Submitted photo - Randy Bachman has revived BTO and is hitting the highway this year on a tour that comes to Lethbridge on April 13

LETHBRIDGE HERALDabeeber@lethbridgeherald.com

Bachman-Turner Overdrive started out as a family band and to Tal Bachman, it still is.

BTO, which filled venues around the globe beginning in the early 1970s, originally started out with three members of the Bachman family and fellow Winnipegger Fred Turner.

Randy, who had left the Guess Who in 1970, originally formed a band called Brave Belt which included brother Robbie on drums. Turner joined after the release of Brave Belt’s first – and not highly successful – album.

A name change to Bachman Turner Overdrive came in 1973 after a suggestion from a label rep when the band was signed to Mercury Records. In May of the that year, BTO released their first album, the band then consisting also of Tim Bachman, who was replaced in 1974 by new lead guitarist Blair Thornton after he decided to leave.

That foursome would put BTO on the rock ‘n roll map as it released four albums over a four-year span with hits such as Let it Ride and Takin’ Care of Business.

Decades later, Randy Bachman has revived the band and is hitting the highway this year on a tour that comes to VisitLethbridge.com Arena on April 13. The Lethbridge show is among more than 20 dates on the tour. Supporting BTO will be two other Canadian bands, the Headpins and April Wine (sans Myles Goodwin, who died in 2023).

Performing with Randy is son Tal, a musician and songwriter in his own right who has earned acclaim with such hits as She’s So High.

For Tal, playing with his legendary father is “second nature,” saying in a recent interview he’s never not played with Randy, who in his 80s is still writing music and playing his favourite songs on guitar every night.

“It’s always been part of how we relate to each other as father and son,” says Tal.

Tal has very dim memories of Brave Belt, but BTO is a different story.

Randy will be the only BTO original performing most shows on the tour. Turner, says Tal, will join when his health permits. Robbie Bachman, who was Randy’s youngest brother, died in January of 2023 and Tim followed a few months later. Also performing in the current lineup are Mick Dalla-Vee on bass, rhythm guitar and keyboards, rhythm guitarist Brent Howard and drummer Marc LaFrance.

Randy Bachman is a Canadian rock institution who has earned more than 120 gold and platinum album/singles awards around the world.

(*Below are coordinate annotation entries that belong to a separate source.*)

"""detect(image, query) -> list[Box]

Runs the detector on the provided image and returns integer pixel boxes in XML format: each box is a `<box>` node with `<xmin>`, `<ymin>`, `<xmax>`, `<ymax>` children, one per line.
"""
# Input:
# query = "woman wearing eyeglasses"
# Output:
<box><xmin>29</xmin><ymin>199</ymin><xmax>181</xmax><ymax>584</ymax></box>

During the course of his long career, he has sold more than 40 million records.

Audience members can expect to hear the band perform not only BTO’s hits but also some Guess Who classics.

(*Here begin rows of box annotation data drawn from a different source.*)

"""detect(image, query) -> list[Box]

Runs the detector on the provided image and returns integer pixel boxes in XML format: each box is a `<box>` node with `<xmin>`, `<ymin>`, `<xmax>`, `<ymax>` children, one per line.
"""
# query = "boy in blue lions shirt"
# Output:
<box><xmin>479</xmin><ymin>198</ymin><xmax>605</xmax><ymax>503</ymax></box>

And while Randy is still writing music, Tal says that fans will be hearing the music they know, noting that the last thing he and his dad want to hear when seeing a band is new music that isn’t as good as the material that fans recognize and love.

“We’re treating this as a ‘BTO experience’ type tour. We’re trying to make it as close to what it would be like to go see BTO in their heyday in 1976. And frankly, Dad and I ourselves don’t want to go see ZZ Top or some classic rock band and they say ‘we want to play three of our brand new songs that we just wrote last week.’ We already know they’re not going to be as good as the ones that they wrote 50 years ago… the bar is very high for introducing brand new songs that nobody has ever heard of before.”

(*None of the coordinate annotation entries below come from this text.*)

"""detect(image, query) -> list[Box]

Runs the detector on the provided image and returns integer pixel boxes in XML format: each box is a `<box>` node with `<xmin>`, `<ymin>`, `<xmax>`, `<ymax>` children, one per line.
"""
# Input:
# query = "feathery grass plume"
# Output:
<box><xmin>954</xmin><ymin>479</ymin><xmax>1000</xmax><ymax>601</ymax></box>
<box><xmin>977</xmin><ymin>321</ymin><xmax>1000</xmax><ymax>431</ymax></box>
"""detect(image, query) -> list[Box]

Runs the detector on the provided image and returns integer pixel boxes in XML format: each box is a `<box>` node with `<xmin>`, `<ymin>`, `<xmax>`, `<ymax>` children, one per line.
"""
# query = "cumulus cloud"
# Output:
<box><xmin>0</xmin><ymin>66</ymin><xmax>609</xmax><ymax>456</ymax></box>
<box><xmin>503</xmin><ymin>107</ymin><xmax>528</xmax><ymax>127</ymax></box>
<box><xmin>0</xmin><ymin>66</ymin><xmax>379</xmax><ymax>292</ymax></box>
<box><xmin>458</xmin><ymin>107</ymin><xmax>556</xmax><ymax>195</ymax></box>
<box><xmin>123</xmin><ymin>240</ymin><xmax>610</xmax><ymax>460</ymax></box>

And Tal, who now handles lead vocals, has his favourite BTO tunes such as Looking After No. 1, Blue Collar, Hold Back the Water and Gimme Your Money Please.

BTO’s popularity has endured, says Tal, in part because “they incurred a whole lot of goodwill during their glory days.”

While The Guess Who was the first big pop act to come out of Canada, says Tal, BTO was the first big hard rock act to emerge from this country.

“For that generation of Canadians, BTO is a very big deal,” he says. “Here’s a Canadian band, four guys from Winnipeg now based on the West Coast, who were conquering the world and had hits everywhere. …that was an era in which rock and roll had a cultural importance that it really doesn’t anymore.

“When you went to a concert as a little kid, it was a different vibe than it is now. When you went to a concert in 1975 to see one of those big acts, for everyone in that room, that was the most important thing in the world. That’s what it felt like – they knew every word of every song, not just the hits. They knew the album tracks, they were singing along. There was a much more raw and visceral and electric vibe in the air.

“The relationship between the bands and the music they produce is much different now. It’s not as intense for the most part, at least in the rock and roll genre. But I think those early experiences everyone from eight or 10 years old up to 30 in those years in the ’70s really had a lasting impact,” adds Tal.